PARSIPPANY, N.J., and DUBLIN, Ireland – Actavis Inc. plans to acquire Ireland-based Warner Chilcott in a stock-for-stock transaction valued at about $8.5 billion.

The two drug makers said Monday that the transaction, which has been unanimously approved by their boards, would create a global specialty pharmaceutical company with about $11 billion in total annual sales.

In addition, the combination would be the third-largest U.S. specialty pharmaceutical company, with approximately $3 billion in annual revenue, focused on the core therapeutic categories of women's health, gastroenterology, urology and dermatology.

"We have set as our strategic corporate objective to build a leading global specialty pharmaceutical company. The combination of Actavis and Warner Chilcott creates a strong specialty brand portfolio focused in therapeutic categories with strong growth potential and is supported by a deep pipeline of development programs. The combination is commercially and financially compelling, and reshapes the specialty pharmaceutical universe by creating a powerful global competitor," Paul Bisaro, president and chief executive officer of Actavis, said in a statement.

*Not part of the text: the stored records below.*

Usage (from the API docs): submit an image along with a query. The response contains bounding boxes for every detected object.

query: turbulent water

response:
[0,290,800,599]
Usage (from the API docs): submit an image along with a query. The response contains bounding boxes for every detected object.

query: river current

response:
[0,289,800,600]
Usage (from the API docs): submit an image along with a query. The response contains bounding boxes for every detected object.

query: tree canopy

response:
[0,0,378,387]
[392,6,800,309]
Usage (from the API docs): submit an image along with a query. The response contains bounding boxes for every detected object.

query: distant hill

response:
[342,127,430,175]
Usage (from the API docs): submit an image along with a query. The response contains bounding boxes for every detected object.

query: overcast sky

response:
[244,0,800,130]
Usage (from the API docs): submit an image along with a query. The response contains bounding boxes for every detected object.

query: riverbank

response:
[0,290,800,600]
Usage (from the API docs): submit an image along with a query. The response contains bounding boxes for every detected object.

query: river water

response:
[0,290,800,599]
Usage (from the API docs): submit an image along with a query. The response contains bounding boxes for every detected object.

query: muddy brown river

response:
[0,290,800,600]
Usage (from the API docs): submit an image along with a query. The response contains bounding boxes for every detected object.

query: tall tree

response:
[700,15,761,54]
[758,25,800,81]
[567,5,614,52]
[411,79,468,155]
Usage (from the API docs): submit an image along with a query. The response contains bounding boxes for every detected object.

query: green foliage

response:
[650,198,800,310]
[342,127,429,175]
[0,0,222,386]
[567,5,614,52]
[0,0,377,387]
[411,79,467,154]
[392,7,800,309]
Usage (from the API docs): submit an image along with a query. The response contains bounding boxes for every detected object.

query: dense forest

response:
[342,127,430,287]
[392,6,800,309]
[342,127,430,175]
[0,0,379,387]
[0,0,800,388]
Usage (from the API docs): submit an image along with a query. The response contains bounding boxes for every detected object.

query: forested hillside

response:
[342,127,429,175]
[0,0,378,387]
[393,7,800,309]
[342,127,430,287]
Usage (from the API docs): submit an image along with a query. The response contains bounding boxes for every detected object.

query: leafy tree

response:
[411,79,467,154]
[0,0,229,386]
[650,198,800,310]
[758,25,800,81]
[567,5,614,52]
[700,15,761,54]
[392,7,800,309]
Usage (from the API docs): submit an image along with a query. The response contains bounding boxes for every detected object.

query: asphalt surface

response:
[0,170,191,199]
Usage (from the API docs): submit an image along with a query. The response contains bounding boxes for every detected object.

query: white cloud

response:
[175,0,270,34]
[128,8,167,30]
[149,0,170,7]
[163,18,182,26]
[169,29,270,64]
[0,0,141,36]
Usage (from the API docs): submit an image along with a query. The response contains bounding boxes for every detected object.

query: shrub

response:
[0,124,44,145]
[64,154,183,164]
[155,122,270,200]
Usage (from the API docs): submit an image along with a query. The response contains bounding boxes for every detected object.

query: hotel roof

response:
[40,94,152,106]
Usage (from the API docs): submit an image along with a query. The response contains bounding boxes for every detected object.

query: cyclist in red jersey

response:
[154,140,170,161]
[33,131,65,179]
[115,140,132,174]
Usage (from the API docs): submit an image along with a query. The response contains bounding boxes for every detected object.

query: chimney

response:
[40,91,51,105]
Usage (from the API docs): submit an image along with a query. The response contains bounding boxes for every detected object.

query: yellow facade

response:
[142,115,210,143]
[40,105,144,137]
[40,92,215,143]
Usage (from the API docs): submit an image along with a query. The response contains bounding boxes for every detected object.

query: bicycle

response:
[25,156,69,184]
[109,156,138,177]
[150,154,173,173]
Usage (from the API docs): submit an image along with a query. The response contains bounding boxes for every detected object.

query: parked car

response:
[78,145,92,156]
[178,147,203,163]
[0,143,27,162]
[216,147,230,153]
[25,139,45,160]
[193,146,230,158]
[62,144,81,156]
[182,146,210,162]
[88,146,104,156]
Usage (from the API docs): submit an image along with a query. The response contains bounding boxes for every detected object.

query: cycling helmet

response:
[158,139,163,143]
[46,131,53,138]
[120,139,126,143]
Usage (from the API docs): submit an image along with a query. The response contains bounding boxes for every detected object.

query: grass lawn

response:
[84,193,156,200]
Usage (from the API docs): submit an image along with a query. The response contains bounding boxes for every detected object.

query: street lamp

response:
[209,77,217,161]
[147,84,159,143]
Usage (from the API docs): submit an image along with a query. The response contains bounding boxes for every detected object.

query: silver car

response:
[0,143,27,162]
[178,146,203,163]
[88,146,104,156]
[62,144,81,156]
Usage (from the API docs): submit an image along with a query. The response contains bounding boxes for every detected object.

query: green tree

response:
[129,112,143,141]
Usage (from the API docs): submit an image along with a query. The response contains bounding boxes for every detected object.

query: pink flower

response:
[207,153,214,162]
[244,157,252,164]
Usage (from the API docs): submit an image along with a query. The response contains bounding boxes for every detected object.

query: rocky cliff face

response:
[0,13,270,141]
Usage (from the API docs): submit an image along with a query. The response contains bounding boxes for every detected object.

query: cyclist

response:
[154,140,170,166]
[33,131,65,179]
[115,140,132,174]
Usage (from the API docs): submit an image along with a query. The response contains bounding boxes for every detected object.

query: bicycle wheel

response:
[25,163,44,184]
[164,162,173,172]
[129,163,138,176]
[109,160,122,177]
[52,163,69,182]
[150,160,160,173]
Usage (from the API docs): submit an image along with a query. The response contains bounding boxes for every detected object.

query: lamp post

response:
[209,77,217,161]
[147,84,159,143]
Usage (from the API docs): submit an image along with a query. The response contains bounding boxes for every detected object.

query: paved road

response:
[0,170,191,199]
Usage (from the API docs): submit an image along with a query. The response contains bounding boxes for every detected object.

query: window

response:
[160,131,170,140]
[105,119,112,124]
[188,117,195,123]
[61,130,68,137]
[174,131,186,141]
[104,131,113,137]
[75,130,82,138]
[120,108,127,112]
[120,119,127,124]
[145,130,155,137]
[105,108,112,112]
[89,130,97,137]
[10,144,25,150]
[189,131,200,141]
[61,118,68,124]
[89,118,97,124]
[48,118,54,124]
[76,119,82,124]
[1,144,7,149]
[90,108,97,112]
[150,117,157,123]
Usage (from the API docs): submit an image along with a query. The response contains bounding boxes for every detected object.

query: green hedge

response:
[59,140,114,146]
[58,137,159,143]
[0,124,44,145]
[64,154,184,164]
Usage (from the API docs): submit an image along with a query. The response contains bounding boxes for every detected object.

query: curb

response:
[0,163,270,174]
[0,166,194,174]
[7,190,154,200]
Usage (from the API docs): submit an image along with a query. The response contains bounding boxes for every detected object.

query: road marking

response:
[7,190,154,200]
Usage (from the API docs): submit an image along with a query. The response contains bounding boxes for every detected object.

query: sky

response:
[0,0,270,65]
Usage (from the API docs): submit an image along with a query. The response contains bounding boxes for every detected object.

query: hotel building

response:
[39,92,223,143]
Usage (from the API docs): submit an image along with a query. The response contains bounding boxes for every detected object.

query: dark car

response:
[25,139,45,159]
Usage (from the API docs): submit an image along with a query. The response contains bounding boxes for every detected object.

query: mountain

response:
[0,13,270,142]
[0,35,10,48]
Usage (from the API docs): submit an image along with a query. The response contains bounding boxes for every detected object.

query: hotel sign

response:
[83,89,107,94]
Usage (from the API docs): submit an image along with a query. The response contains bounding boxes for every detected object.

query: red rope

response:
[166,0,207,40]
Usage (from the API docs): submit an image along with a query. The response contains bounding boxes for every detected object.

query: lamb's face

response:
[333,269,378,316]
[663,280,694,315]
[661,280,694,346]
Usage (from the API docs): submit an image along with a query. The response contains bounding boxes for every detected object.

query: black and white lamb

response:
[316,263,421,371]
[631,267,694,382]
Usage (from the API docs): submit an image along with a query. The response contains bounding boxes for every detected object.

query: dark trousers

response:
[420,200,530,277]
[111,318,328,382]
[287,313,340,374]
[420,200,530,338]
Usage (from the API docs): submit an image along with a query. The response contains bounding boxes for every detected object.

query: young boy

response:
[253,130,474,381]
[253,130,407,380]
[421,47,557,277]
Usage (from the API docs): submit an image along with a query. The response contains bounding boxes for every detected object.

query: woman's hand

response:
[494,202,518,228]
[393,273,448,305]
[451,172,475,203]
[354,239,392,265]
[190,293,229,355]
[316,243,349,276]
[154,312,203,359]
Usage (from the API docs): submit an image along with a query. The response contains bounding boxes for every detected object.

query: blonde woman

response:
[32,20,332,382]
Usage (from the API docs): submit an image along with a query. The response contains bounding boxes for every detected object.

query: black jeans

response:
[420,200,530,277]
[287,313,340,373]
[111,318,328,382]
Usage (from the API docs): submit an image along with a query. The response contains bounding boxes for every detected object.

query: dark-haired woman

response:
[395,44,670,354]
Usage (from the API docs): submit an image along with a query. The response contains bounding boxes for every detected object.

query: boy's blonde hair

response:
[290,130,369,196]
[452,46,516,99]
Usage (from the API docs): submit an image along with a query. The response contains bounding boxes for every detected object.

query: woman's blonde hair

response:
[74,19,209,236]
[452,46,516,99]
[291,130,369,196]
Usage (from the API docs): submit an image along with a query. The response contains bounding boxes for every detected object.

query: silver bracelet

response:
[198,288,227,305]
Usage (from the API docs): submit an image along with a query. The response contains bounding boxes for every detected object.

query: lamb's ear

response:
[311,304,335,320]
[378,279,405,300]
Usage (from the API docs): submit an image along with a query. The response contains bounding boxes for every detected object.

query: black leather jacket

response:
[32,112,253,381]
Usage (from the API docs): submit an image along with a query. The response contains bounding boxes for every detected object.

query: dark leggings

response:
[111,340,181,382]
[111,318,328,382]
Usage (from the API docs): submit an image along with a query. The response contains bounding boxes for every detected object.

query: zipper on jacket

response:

"Commercially, this transaction is unique in the combination of the complementary strengths of our two companies," Bisaro added. "The combination will enhance the value of each company's portfolio and provides a substantial foundation to support the successful launch of new products over the next several years, particularly in women's health, including Minastrin 24 Fe, Esmya, metronidazole vaginal gel 1.5%, the progestin-only contraceptive patch, and other women's health products in development from the recent acquisition of Uteron Pharma SA. It also provides an expanded portfolio of specialty products that have the potential to be commercialized in key markets outside of North America."

The product portfolio of the combined company covers key specialty areas: women's health; with eight products including contraceptives, infertility treatments and hormone therapy; urology, with six marketed products for the treatment of overactive bladder, testosterone replacement, prostate cancer and benign prostatic hyperplasia (BPH); gastroenterology, with two marketed products for the treatment of ulcerative colitis; and in dermatology, with one marketed product and the expected commercial launch of a newly approved product in July 2013. It would also have a research and development portfolio of more than 25 products in various stages of development, including 15 candidates in women's health.

"The Warner Chilcott team has built a powerful specialty brands business with a strong pipeline, and this compelling transaction brings together two complementary organizations with the potential to create even more value for shareholders," stated Roger Boissonneault, president and CEO of Warner Chilcott, whose headquarters is in Dublin. "Paul Bisaro and his team have been executing on their vision to build a global and diverse company at the forefront of the specialty pharmaceutical industry, and the addition of Warner Chilcott should enhance the ability of the combined company to successfully execute that vision, and accelerate Actavis' evolution."

The deal is expected to closed by the end of 2013. Plans call for Actavis and Warner Chilcott to be combined under a new company incorporated in Ireland, and the newly created company is slated to be called Actavis plc and be led by the current Actavis leadership team.

The acquisition would be accomplished via a "scheme of arrangement" under Irish law, in which the new company ("New Actavis") would acquire all of the outstanding shares of Warner Chilcott from Warner Chilcott shareholders, in exchange for shares to be issued by the New Actavis.